I think it’s almost certain that Lola Lola has much more affection for Rath than von Sternberg does. It’s clear that von Sternberg sees him as a pompous authority figure who deserves to be taken down. It’s also just possible that much of the complexity of Lola Lola’s character comes from Dietrich’s extraordinarily sensitive performance.

If von Sternberg had wanted us to see Lola Lola as a cruel wanton destroyer of men you have to ask yourself why he passed up countless opportunities to indicate that Lola Lola despises Rath. In fact in scene after scene we see her treating him with kindness and love, and even being protective towards him. She actually appears to love him. Until the very end, when Rath’s self-destructiveness has reached epic proportions, there’s no clear indication that she has stopped loving him. Perhaps she has affairs, but for Lola Lola giving her body is not the same as giving her heart. And again one has to ask, if Lola Lola has been betraying Rath why does von Sternberg not include anything to indicate specifically that this is so?

Perhaps the best clue to the relationship is the line from her famous song from the movie (known in English of course as Falling In Love Again) - “Men swarm around me like moths to a flame/and if their wings get burnt, I can't be blamed.” Professor Rath should never have tried to leave his own world, but he freely chose to do so.

I think that seeing Lola Lola as a woman who destroys a man accidentally rather than deliberately makes the film a lot more interesting.
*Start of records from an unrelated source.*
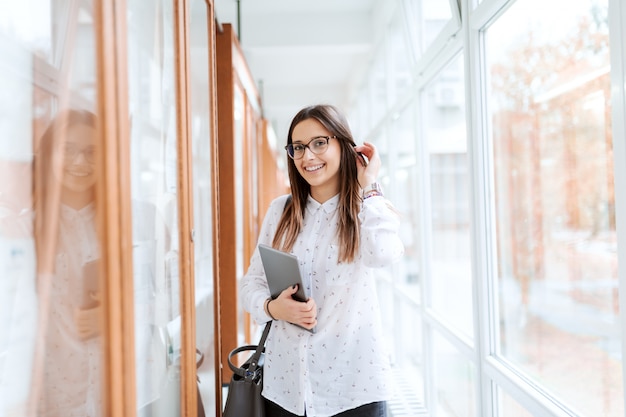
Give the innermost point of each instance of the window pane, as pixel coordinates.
(49, 249)
(399, 286)
(444, 127)
(455, 380)
(202, 197)
(152, 96)
(509, 407)
(555, 202)
(424, 20)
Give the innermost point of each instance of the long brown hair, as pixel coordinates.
(290, 223)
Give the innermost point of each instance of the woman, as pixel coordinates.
(65, 193)
(341, 228)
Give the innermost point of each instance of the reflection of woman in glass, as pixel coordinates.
(65, 163)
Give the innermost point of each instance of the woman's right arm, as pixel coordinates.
(253, 289)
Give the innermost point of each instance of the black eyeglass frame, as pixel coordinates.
(292, 153)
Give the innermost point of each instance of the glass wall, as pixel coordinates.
(152, 104)
(500, 162)
(50, 293)
(555, 201)
(203, 194)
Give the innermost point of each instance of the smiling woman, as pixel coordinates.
(64, 165)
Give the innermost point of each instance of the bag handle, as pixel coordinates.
(253, 362)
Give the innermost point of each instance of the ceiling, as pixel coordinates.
(303, 52)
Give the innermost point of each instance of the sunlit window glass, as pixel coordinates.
(450, 265)
(555, 200)
(50, 290)
(152, 104)
(202, 200)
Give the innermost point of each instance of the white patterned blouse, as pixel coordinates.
(344, 364)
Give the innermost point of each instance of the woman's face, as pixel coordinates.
(78, 158)
(320, 171)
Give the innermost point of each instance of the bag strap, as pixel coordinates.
(253, 362)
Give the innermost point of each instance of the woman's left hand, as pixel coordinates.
(88, 320)
(368, 172)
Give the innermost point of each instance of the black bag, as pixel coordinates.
(244, 391)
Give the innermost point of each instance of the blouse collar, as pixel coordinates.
(329, 206)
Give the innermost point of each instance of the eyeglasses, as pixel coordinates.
(317, 145)
(71, 151)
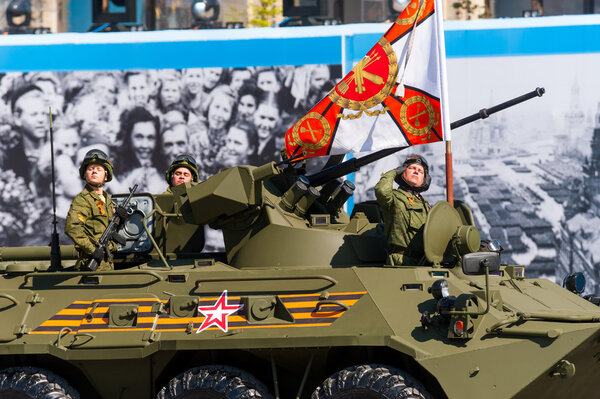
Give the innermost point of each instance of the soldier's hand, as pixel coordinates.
(122, 213)
(98, 254)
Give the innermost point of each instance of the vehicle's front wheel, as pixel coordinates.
(370, 381)
(214, 382)
(34, 383)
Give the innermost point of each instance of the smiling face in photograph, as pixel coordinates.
(143, 140)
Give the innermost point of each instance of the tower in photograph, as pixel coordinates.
(591, 169)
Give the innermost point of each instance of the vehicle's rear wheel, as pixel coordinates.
(34, 383)
(214, 382)
(371, 381)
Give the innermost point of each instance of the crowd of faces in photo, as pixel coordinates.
(144, 119)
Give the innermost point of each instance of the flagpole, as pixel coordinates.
(445, 108)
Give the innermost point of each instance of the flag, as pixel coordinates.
(391, 98)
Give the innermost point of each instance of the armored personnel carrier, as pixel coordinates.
(299, 305)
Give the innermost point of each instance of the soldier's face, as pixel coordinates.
(180, 176)
(95, 174)
(414, 175)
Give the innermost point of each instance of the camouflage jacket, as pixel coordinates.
(87, 219)
(404, 214)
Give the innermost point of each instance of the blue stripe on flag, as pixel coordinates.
(185, 54)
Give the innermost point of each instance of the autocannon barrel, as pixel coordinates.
(354, 164)
(8, 254)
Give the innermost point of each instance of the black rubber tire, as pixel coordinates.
(34, 383)
(214, 382)
(371, 381)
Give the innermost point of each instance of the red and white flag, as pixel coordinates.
(392, 98)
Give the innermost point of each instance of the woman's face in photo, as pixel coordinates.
(265, 120)
(193, 80)
(170, 92)
(246, 107)
(143, 140)
(211, 77)
(267, 81)
(318, 78)
(219, 111)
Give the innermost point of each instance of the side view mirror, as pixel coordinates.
(474, 263)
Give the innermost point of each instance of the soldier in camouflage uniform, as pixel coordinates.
(91, 211)
(183, 169)
(405, 210)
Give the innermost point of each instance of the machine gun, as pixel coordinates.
(355, 164)
(111, 230)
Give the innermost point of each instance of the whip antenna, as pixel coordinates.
(55, 257)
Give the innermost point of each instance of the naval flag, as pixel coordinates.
(392, 98)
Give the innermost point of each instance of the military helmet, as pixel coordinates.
(99, 157)
(182, 161)
(418, 159)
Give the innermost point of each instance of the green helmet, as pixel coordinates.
(182, 161)
(99, 157)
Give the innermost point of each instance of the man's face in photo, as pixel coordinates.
(139, 90)
(106, 88)
(237, 148)
(211, 77)
(32, 115)
(67, 142)
(143, 140)
(246, 107)
(219, 111)
(238, 78)
(175, 141)
(192, 78)
(265, 120)
(267, 81)
(170, 92)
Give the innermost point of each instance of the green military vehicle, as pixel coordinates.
(299, 305)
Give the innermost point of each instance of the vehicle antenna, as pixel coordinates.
(55, 257)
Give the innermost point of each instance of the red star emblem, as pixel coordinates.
(218, 313)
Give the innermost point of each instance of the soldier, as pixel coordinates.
(183, 169)
(405, 210)
(91, 212)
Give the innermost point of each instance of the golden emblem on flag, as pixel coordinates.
(312, 132)
(100, 205)
(417, 115)
(370, 81)
(413, 11)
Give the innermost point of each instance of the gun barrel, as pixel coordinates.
(485, 112)
(354, 164)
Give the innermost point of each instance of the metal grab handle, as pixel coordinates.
(68, 330)
(232, 279)
(157, 276)
(330, 302)
(10, 298)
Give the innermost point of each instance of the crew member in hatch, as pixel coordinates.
(91, 212)
(183, 169)
(405, 210)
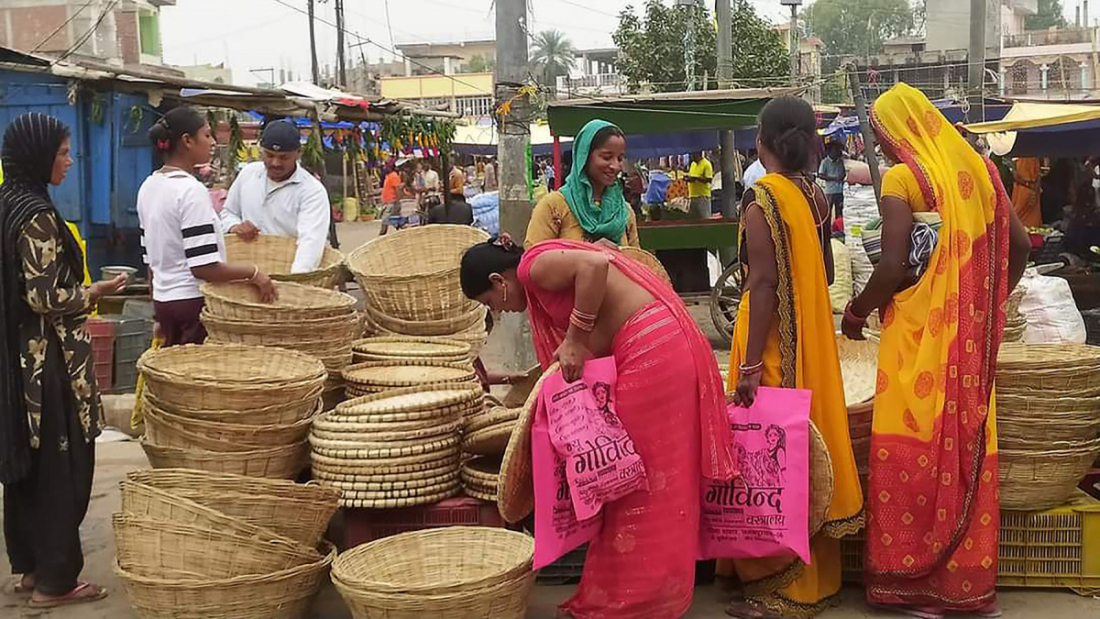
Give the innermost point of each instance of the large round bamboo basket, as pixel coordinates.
(279, 595)
(274, 255)
(160, 549)
(1042, 475)
(297, 511)
(296, 301)
(283, 462)
(414, 273)
(230, 376)
(437, 562)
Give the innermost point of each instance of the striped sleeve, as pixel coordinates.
(199, 230)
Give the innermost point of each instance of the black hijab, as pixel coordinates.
(30, 147)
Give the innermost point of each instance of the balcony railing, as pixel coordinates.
(1065, 36)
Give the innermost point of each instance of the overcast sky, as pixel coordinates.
(257, 34)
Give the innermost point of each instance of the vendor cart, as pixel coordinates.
(671, 114)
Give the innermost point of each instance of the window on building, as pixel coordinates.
(149, 25)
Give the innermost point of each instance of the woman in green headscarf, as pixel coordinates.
(590, 206)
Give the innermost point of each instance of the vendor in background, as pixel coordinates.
(50, 407)
(182, 235)
(278, 197)
(700, 175)
(834, 173)
(590, 206)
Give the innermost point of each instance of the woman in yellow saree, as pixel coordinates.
(785, 338)
(932, 503)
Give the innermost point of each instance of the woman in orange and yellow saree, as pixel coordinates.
(932, 501)
(785, 338)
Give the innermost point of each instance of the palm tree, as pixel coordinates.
(553, 56)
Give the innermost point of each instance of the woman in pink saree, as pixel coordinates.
(587, 301)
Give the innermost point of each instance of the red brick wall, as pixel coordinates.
(125, 25)
(30, 25)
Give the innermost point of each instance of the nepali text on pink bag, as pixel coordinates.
(602, 464)
(765, 511)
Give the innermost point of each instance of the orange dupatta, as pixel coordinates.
(933, 507)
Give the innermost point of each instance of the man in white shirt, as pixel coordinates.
(278, 197)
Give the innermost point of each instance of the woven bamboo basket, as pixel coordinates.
(281, 595)
(230, 376)
(437, 561)
(409, 347)
(1044, 474)
(245, 435)
(283, 462)
(274, 255)
(455, 323)
(647, 260)
(160, 549)
(415, 273)
(272, 415)
(241, 301)
(298, 334)
(147, 503)
(300, 512)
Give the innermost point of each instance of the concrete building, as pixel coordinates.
(125, 33)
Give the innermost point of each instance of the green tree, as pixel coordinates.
(651, 47)
(857, 26)
(1049, 14)
(552, 56)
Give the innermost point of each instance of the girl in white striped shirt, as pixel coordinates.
(182, 239)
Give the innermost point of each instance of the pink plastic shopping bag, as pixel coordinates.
(765, 511)
(602, 464)
(557, 529)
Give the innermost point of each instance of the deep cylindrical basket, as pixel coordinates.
(414, 274)
(241, 301)
(274, 255)
(437, 561)
(283, 462)
(160, 549)
(279, 595)
(1044, 475)
(300, 512)
(230, 376)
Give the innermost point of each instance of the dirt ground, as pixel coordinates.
(116, 459)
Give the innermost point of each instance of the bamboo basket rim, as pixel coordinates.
(403, 551)
(515, 495)
(318, 298)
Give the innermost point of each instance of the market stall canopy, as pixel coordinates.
(1044, 130)
(708, 110)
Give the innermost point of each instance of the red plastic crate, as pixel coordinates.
(362, 526)
(102, 352)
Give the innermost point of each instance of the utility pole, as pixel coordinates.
(976, 75)
(795, 39)
(865, 129)
(514, 131)
(729, 167)
(312, 45)
(341, 61)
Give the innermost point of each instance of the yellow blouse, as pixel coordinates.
(900, 183)
(551, 219)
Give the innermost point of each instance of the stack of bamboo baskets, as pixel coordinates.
(274, 255)
(410, 280)
(394, 449)
(1047, 421)
(443, 573)
(191, 545)
(321, 323)
(230, 408)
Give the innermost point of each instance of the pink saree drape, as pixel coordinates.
(670, 399)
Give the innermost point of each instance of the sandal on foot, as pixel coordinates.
(78, 595)
(746, 610)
And it makes her a much more fascinating and complex character. What makes it even more interesting is that while Lola Lola may not be a scheming femme fatale she is certainly a woman who lives uncompromisingly for pleasure. Adding another layer of complexity to the movie is that we’re not necessarily meant to condemn her for this, in fact we may be meant to admire her for it. My take on Lola Lola is that she’s a woman who wants to give love as well as receive it and that Rath is the first man who has actually wanted more from her than sex.

A lot of people will insist on seeing this movie as having some political message related to the rise of the Nazis. There’s really not the slightest reason to think that von Sternberg had any such intentions.

This movie has plenty of von Sternberg visual style (including some very definite Expressionist touches). An interesting point is that von Sternberg based Lola Lola’s kinky fetishistic look on the kinky fetishistic paintings of the Belgian Symbolist painter Félicien Rops.

The Eureka release includes both the German and English versions. It’s important to note that the English version is not a dubbed version. The entire film was shot twice, once in German and once in English. There are some differences between the two versions. It’s almost universally acknowledged that the German version is the superior version. The English version is slightly toned down. One of the many reasons for preferring the German version is that the German words to Falling In Love Again are Lola Lola telling us exactly what sort of woman she is, and this is completely lost in the English lyrics. The German lyrics to the song explain the whole movie.

The Blue Angel is a bona fide masterpiece that lives up to its reputation. Very highly recommended.

1 comment:

  1. You make some very good points and observations which I believe are on the mark. If Lola is a femme fatale, she is an accidental, maybe careless one. She is not evil and doesn't set out to destroy.

    Lola is in complete contrast to Kitty March from Scarlet Street which has the same setup. But Kitty is out to humiliate and destroy Chris Cross. Lola seems to be caught in her own web.